Genetic and fine structure analysis of unc-26(IV) and adjacent regions in Caenorhabditis elegans.

The genetic organization of unc-26(IV) and adjacent regions was studied in Caenorhabditis elegans. We constructed a fine structure genetic map of unc-26(IV), a gene that affects locomotion and pharyngeal muscle movement but not muscle structure. Eleven alleles were positioned relative to each other recombinationally and were classified according to phenotypic severity. The unc-26 gene spans at least 0.026 map units, which is exceptionally large for a C. elegans gene. All but one allele, e205, are amorphic alleles.
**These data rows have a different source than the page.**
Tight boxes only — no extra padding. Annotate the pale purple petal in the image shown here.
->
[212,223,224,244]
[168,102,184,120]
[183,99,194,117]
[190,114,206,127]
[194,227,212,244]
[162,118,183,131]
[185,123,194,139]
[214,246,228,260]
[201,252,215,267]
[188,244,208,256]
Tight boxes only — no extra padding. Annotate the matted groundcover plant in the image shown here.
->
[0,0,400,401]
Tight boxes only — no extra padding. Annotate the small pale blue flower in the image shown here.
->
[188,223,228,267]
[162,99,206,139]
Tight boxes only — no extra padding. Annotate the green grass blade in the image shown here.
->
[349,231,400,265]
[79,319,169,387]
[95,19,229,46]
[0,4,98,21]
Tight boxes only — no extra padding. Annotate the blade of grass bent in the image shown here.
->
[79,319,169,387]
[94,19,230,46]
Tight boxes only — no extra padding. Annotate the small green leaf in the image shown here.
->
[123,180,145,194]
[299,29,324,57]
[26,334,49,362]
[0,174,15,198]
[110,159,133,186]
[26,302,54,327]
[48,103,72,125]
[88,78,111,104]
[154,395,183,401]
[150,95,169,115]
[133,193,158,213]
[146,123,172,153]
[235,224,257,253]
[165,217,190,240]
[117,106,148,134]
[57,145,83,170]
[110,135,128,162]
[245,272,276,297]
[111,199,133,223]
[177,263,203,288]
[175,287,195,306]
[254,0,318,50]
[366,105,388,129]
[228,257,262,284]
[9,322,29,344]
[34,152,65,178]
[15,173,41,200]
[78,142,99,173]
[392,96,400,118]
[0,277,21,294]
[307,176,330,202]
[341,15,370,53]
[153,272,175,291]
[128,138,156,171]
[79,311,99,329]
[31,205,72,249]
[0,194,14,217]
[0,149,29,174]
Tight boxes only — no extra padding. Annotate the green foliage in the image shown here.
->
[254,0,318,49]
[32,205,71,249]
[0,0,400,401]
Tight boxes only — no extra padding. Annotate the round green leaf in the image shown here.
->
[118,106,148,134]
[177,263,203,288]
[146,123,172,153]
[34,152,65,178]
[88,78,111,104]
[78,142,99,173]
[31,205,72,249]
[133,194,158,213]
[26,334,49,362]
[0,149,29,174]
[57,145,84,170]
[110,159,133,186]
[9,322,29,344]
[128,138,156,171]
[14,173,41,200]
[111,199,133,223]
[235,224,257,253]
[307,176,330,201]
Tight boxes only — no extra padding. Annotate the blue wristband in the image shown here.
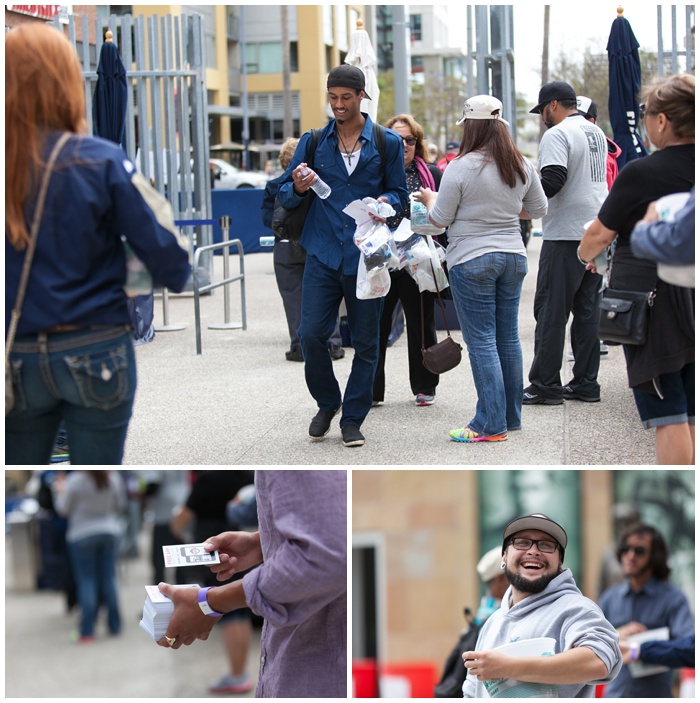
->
[197,586,223,618]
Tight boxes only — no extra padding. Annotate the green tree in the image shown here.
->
[404,74,467,144]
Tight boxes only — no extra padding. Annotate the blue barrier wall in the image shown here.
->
[211,188,272,254]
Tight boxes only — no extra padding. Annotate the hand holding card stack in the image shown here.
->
[139,583,199,642]
[139,544,220,641]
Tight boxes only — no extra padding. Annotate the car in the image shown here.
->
[209,159,270,190]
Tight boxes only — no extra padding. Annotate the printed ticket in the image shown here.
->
[163,544,220,567]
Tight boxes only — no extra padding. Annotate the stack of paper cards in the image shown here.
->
[139,583,199,641]
[163,544,221,568]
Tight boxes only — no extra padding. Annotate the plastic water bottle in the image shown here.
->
[301,166,331,200]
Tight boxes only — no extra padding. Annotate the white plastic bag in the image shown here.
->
[406,237,449,293]
[355,257,391,300]
[411,193,445,236]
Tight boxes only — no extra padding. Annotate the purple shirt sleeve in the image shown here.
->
[243,470,347,627]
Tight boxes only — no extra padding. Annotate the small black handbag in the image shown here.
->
[420,266,462,375]
[598,288,656,345]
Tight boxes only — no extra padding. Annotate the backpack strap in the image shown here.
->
[306,127,322,168]
[372,122,386,183]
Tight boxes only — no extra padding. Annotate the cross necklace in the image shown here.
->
[336,130,362,166]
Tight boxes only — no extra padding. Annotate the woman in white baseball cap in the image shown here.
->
[421,95,547,442]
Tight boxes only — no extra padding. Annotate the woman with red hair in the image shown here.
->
[5,24,191,464]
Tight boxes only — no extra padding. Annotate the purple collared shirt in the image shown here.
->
[243,469,347,698]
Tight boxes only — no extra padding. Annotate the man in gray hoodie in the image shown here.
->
[462,514,622,698]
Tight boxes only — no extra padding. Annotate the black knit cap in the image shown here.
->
[326,64,372,100]
[530,81,576,114]
[503,513,568,559]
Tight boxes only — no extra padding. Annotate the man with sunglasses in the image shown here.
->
[462,514,622,698]
[600,524,695,698]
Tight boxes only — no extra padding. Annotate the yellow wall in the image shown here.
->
[133,5,365,141]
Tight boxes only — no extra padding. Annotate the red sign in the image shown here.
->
[5,5,61,20]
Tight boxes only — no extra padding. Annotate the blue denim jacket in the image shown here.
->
[278,113,408,276]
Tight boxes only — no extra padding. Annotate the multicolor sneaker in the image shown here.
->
[450,427,508,442]
[209,674,253,693]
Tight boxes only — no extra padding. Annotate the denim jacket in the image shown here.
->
[278,113,408,275]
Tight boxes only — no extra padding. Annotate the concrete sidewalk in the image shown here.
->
[124,238,655,466]
[5,535,260,699]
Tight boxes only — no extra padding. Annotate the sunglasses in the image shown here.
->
[510,537,559,554]
[620,544,647,557]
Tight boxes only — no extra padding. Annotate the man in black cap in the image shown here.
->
[278,65,408,447]
[462,514,622,698]
[523,81,608,405]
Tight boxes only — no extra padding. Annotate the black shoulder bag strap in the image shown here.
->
[372,122,386,184]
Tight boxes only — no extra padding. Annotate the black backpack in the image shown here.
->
[262,122,386,243]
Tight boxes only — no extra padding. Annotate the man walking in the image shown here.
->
[600,524,695,698]
[462,514,622,698]
[523,81,608,405]
[278,65,408,447]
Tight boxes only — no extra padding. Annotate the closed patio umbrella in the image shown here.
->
[92,30,127,145]
[92,30,155,344]
[607,8,647,169]
[345,20,379,122]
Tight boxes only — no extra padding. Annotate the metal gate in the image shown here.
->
[54,15,213,284]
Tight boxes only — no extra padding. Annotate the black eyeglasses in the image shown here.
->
[620,544,647,557]
[510,537,559,554]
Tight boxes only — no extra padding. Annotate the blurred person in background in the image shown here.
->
[420,95,547,442]
[139,476,190,583]
[372,115,442,406]
[620,632,695,669]
[172,469,255,694]
[598,503,642,596]
[578,75,695,465]
[158,469,348,698]
[630,186,695,266]
[435,547,509,698]
[523,81,608,406]
[53,470,126,644]
[262,137,345,361]
[599,524,695,698]
[5,23,191,465]
[425,142,440,165]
Interestingly, e205 is hypomorphic but also suppressible by the amber suppressor sup-7. Nineteen lethal mutations in the unc-26 region were isolated and characterized. The unc-26 region is subdivided into four zones by five deficiency breakpoints. These mutations fall into 15 complementation groups. The stages of development affected by these mutations were determined.
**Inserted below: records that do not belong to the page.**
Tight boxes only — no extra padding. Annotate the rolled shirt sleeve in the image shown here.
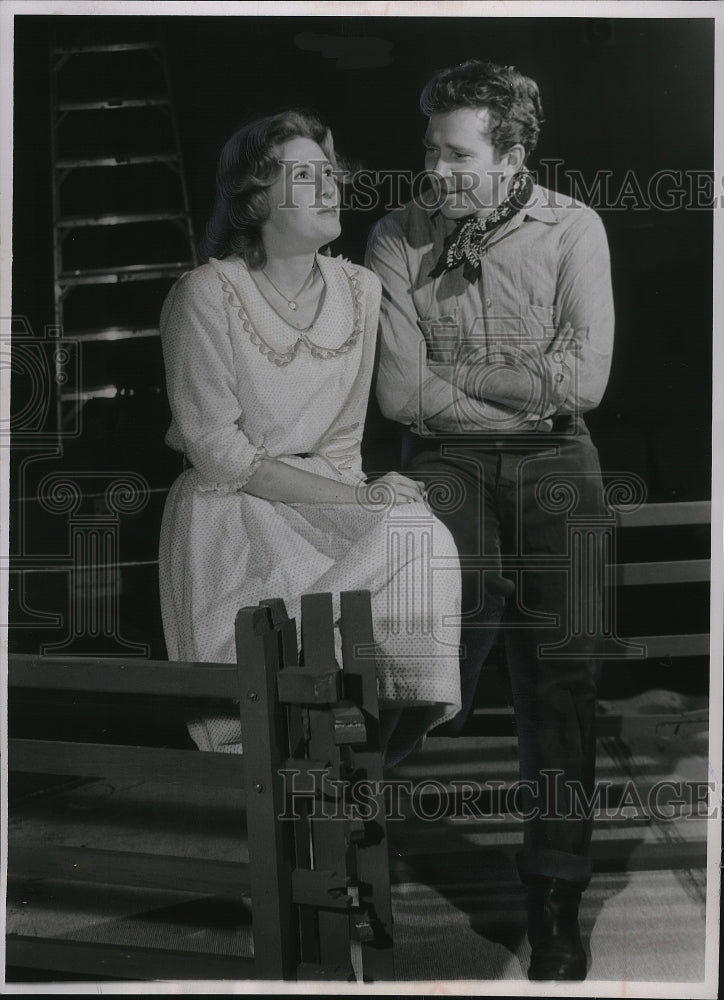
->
[365,217,540,434]
[549,208,614,413]
[160,267,266,492]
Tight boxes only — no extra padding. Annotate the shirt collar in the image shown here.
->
[518,184,560,225]
[431,184,560,235]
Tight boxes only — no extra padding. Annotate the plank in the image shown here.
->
[8,843,249,899]
[5,934,258,981]
[8,739,244,788]
[8,653,238,698]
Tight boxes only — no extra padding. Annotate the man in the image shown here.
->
[367,61,613,980]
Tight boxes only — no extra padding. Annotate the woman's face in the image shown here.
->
[262,136,341,253]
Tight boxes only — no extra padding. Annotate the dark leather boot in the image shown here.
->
[527,875,588,981]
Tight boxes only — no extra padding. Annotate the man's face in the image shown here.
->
[424,108,514,219]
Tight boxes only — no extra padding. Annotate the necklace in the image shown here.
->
[261,253,317,312]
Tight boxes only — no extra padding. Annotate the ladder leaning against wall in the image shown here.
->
[50,17,197,431]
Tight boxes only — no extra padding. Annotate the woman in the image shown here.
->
[159,112,460,763]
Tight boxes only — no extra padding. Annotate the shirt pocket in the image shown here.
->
[419,306,461,364]
[523,302,556,345]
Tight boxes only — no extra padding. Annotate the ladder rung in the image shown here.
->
[55,153,178,170]
[60,385,118,403]
[622,632,711,659]
[616,500,711,528]
[56,97,170,111]
[615,559,711,586]
[53,41,161,56]
[65,326,160,341]
[57,209,186,229]
[58,260,194,287]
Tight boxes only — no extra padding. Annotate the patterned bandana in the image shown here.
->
[430,170,533,282]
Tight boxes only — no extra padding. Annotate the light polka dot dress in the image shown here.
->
[159,257,460,752]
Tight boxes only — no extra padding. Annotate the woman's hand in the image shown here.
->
[358,472,425,507]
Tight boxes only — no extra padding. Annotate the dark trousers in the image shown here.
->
[403,418,610,884]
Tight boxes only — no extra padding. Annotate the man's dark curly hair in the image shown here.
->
[420,59,543,157]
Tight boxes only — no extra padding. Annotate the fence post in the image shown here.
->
[236,607,299,980]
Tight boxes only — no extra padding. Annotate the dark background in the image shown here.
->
[10,16,718,720]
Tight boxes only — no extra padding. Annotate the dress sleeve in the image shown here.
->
[160,268,266,493]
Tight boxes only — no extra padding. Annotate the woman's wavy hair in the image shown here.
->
[420,59,543,159]
[199,110,337,270]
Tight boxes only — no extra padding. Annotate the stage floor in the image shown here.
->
[7,698,718,996]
Analysis of lethal mutations induced in a mutator strain that activates transposable elements in Caenorhabditis elegans.

A screen was conducted for lethal mutations in the nematode Caenorhabditis elegans in a strain containing the mutator mut-4 (st700)I to examine the nature of mutator-induced lethal mutations within two large chromosomal regions comprising a total of 49 map units (linkage group IV (right) and linkage group V (left)). The genetic analysis of 28 lethal mutations has revealed that the mutator locus mut-4(st700)I causes both putative single-gene mutations and deficiencies. We have identified lethal mutations in three different genes, in addition to seven deficiencies. There is a mutational hot spot on linkage group V (left) around the lin-40 locus. Six mutations appear to be alleles of lin-40. In addition, 5 of 7 deficiencies have breakpoints at or very near lin-40. All seven deficiencies delete the left-most known gene on linkage group V (left) and thus appear to delete the tip of the chromosome. This is in contrast to gamma ray and formaldehyde induced deficiencies, which infrequently delete the closest known gene to the tip of a chromosome.
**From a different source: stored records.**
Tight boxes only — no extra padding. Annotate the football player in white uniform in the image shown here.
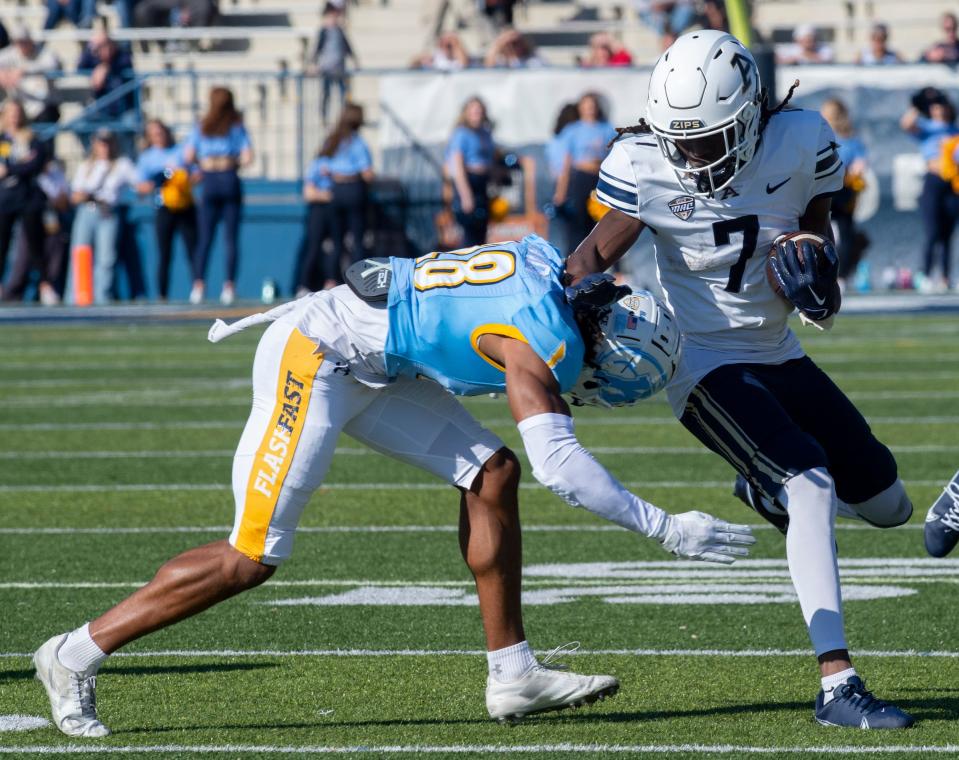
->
[34,236,755,738]
[567,30,913,728]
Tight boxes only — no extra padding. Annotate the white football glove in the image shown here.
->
[660,512,756,565]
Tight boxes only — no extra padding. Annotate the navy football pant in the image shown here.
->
[680,357,898,504]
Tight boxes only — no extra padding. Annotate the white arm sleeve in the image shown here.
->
[517,414,668,541]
The unc-22(IV) region of Caenorhabditis elegans: genetic analysis of lethal mutations.

The organization of essential genes in the unc-22 region, defined by the deficiency sDf2 on linkage group IV, has been studied. Using the balancer nT1 (IV;V), which suppresses recombination over 49 map units, 294 lethal mutations on LGIV(right) and LGV(left) were recovered using EMS mutagenesis. Twenty-six of these mutations fell into the unc-22 region. Together with previously isolated lethal mutations, there is now a total of 63 lethal mutations which fall into 31 complementation groups. Mutations were positioned on the map using eight overlapping deficiencies in addition to sDf2. The lethal alleles and deficiencies in the unc-22 region were characterized with respect to their terminal phenotypes. Mapping of these lethal mutations shows that sDf2 deletes a minimum of 1.8 map units and a maximum of 2.5 map units. A minimum estimate of essential gene number for the region using a truncated Poisson calculation is 48. The data indicate a minimum estimate of approximately 3500 essential genes in the Caenorhabditis elegans genome.